What are derivatives? Let me give you an example. You want to buy your rented house but not at current levels. At some point the market starts to move down, down, down until at last you feel it is time to buy. But now you have a new problem; your landlord also feels that the property market cannot go any lower, or he is in the middle of a messy divorce and has no time to look at your bid. What do you do? You curse your luck of course. But what if you buy a different apartment? As and when the landlord decides he needs to sell to pay off his alimony, you could sell the apartment you had bought and buy the house. If the property market had risen like you thought, you would still make the gain on the sale of the purchased apartment, which would offset the higher costs of the house. If the reverse happened, well, you were going to buy your house at a higher price anyway.

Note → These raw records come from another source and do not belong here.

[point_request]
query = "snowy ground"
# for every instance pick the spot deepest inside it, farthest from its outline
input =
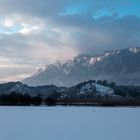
(69, 123)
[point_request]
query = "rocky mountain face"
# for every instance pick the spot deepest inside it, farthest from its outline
(120, 66)
(88, 90)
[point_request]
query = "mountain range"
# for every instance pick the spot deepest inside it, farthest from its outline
(121, 66)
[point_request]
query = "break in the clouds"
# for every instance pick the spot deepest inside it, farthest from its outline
(34, 33)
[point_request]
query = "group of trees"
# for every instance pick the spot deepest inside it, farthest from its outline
(18, 99)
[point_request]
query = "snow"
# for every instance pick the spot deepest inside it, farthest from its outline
(104, 90)
(69, 123)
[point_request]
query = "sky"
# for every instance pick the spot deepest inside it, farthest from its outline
(34, 33)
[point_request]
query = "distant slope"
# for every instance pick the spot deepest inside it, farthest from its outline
(120, 66)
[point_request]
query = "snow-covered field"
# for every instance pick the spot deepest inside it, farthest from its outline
(69, 123)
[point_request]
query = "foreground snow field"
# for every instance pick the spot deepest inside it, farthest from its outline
(69, 123)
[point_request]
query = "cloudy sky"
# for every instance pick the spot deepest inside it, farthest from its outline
(34, 33)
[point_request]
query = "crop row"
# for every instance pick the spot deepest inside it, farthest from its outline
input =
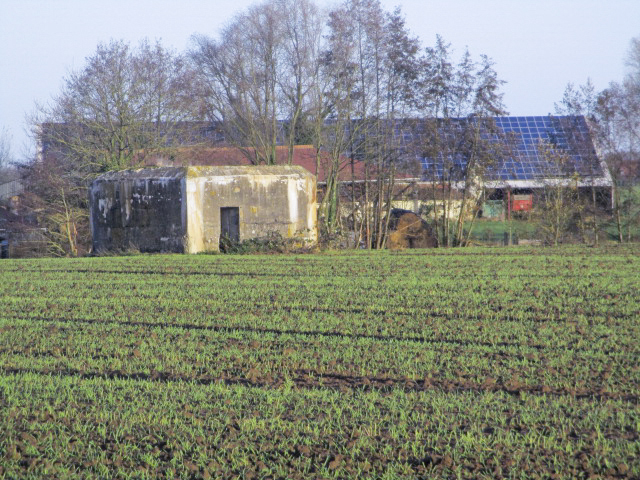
(478, 363)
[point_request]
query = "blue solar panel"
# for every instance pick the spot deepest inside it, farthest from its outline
(528, 158)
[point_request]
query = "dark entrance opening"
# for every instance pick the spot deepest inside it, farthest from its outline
(4, 248)
(229, 227)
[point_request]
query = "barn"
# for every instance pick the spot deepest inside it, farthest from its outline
(193, 209)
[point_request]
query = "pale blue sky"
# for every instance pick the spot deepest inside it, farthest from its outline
(538, 45)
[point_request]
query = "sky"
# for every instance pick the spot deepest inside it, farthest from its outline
(538, 46)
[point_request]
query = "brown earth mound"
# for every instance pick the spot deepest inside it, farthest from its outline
(408, 230)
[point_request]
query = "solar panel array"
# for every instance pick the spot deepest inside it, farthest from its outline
(532, 148)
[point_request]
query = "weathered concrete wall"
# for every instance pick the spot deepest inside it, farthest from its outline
(178, 209)
(269, 199)
(139, 209)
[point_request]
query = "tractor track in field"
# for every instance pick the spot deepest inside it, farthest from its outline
(308, 379)
(310, 333)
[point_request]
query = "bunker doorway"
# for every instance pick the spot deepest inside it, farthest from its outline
(229, 226)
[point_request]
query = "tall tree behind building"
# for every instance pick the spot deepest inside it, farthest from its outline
(126, 102)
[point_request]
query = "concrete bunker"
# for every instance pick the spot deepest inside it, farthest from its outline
(189, 209)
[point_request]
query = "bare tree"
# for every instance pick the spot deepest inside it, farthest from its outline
(122, 105)
(259, 73)
(5, 148)
(459, 138)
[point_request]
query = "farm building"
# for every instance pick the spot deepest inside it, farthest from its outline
(522, 157)
(190, 209)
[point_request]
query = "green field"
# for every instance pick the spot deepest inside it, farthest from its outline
(459, 363)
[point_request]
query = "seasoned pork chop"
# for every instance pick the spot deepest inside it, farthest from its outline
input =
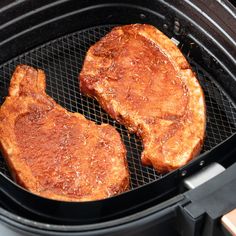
(55, 153)
(143, 81)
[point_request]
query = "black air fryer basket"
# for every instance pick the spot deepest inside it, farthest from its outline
(54, 36)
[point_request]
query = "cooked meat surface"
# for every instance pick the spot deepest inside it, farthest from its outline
(55, 153)
(143, 81)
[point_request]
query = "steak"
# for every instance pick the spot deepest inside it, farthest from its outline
(142, 80)
(55, 153)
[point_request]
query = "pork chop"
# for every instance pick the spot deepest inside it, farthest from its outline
(55, 153)
(143, 81)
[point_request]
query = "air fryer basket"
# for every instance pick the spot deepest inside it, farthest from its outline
(62, 60)
(55, 35)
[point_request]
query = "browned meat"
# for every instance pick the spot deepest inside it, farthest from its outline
(55, 153)
(143, 81)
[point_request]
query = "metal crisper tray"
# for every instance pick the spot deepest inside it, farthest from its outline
(62, 60)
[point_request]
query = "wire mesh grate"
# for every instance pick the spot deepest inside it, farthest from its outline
(62, 60)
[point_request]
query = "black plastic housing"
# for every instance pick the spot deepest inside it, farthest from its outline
(154, 208)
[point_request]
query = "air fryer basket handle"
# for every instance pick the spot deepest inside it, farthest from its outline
(204, 206)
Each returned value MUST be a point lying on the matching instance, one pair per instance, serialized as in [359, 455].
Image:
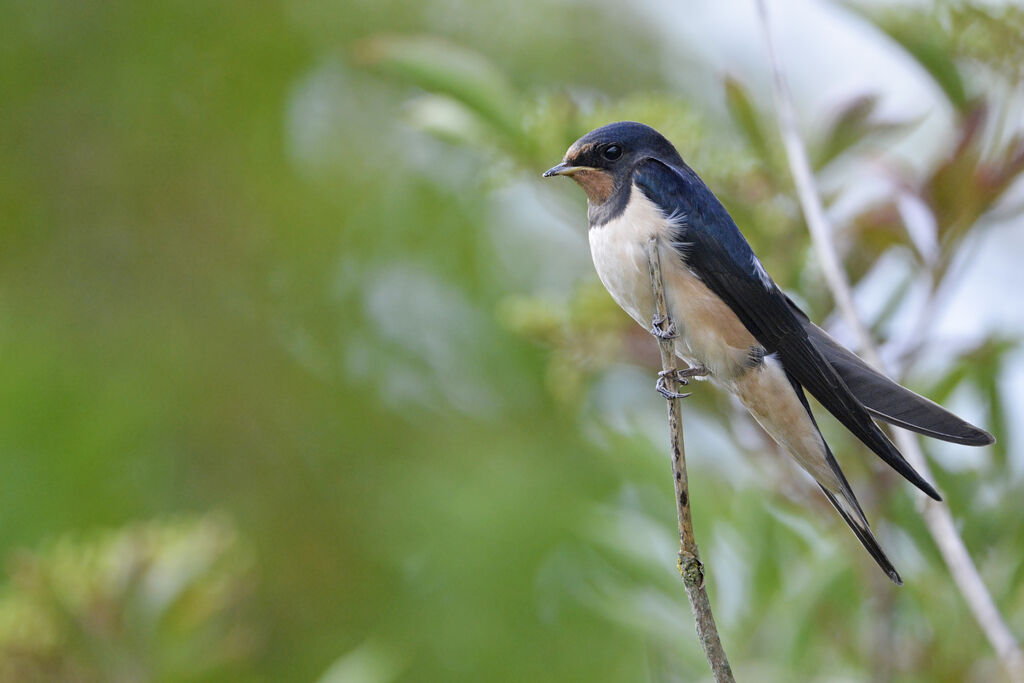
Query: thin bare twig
[937, 516]
[690, 567]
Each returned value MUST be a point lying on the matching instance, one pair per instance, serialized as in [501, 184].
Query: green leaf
[747, 118]
[440, 67]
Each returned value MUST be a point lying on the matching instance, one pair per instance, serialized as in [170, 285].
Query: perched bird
[734, 325]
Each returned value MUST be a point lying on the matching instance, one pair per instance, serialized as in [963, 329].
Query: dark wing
[887, 399]
[716, 252]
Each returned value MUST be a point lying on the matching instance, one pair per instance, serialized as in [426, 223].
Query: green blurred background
[307, 376]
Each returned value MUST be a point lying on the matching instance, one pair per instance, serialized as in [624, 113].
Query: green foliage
[294, 262]
[151, 602]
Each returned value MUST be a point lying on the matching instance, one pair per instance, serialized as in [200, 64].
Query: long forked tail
[863, 534]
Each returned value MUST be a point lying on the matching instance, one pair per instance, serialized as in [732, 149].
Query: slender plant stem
[690, 567]
[937, 516]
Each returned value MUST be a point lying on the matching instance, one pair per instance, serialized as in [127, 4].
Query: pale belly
[710, 334]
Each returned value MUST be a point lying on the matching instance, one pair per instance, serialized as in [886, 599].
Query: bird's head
[602, 161]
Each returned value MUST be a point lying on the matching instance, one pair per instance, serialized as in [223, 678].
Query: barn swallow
[733, 324]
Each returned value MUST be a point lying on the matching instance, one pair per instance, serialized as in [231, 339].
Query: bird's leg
[681, 376]
[659, 330]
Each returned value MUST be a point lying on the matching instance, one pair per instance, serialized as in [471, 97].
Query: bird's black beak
[562, 169]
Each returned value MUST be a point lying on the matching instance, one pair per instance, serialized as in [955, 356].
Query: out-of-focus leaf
[153, 601]
[929, 50]
[440, 67]
[982, 367]
[965, 186]
[745, 116]
[851, 126]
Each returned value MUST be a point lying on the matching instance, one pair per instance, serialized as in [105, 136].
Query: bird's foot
[681, 376]
[663, 331]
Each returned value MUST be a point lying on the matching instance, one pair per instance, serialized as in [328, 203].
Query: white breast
[710, 333]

What if you have an agent who sells apartments whose value corresponds to the house that you are trying to buy? The apartment is a derivative asset, standing in for your intended house, and the agent is your derivative salesman. But the more transactions you do, the greater are your transaction costs, and the cost of unwinding your arrangements if circumstances change. There is also the risk that the linkage between your derivative asset and the underlying asset starts to unravel. But your agents' commissions increase all the time. If apartment prices collapsed while bungalow prices skyrocketed- the agent is fine, you are the one with the big hole in your pocket. So here is a high value, high involvement, agent-intensive product, which does not reward the agent for alignment with your needs but for turnover. And if you disregard this basic fact, at some point, the sh—t will hit the fan. If a business imagines that a high involvement and high-risk product should be a revenue stream, then that business is a high-risk business.

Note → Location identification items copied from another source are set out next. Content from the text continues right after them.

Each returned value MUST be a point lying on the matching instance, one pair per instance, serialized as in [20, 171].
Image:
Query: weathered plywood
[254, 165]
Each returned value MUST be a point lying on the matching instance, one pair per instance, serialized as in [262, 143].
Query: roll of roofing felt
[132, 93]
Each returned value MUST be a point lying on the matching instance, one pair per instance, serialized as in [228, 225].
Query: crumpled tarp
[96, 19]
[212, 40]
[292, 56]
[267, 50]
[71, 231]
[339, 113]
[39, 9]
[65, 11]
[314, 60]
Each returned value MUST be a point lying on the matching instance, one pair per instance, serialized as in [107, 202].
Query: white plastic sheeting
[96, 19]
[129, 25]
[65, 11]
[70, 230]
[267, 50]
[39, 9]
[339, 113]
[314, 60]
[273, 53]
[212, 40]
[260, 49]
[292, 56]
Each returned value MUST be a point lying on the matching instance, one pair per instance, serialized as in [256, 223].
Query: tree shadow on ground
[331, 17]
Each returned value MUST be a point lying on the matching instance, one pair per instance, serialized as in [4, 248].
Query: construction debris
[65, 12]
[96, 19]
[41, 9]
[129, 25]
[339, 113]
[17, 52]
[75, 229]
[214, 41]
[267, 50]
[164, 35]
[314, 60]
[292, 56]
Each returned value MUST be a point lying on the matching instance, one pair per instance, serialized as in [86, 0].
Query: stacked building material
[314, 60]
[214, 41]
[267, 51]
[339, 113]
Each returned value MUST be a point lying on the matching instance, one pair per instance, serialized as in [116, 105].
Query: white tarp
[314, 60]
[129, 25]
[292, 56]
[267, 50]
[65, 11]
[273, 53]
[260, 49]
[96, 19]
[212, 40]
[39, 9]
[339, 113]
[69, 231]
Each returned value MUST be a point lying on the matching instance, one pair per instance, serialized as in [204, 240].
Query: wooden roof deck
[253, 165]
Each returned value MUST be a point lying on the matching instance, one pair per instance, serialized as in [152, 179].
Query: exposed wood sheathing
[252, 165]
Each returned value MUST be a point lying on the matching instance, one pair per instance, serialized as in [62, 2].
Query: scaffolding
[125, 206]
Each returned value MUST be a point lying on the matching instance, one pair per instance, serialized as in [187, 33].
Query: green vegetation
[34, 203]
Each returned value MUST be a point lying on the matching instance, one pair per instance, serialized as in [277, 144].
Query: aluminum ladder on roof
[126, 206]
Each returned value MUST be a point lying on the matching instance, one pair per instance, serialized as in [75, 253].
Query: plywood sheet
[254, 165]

That is what I think is happening to Intuitive. It is a high-involvement product that requires high-end practitioners and regulatory oversight, both of which are missing now. Another story where the marketing is overreaching itself. Further the product design is not being driven by the practitioner, but by the manufacturer. And for every doctor who embraces the da Vinci Robot enthusiastically, there is one who is taking it doubtfully perhaps fearfully, but the learning curve they say is steep and soon everyone is jollying alone. Until the sh—t hits the fan. This is not the iPod or the Tesla car, with its hyper perfectionist sexy bosses but a regular nuts and bolts operation, with an aggressive marketing department. I will not give it a different P/E multiple than the rest of the medical devices industry.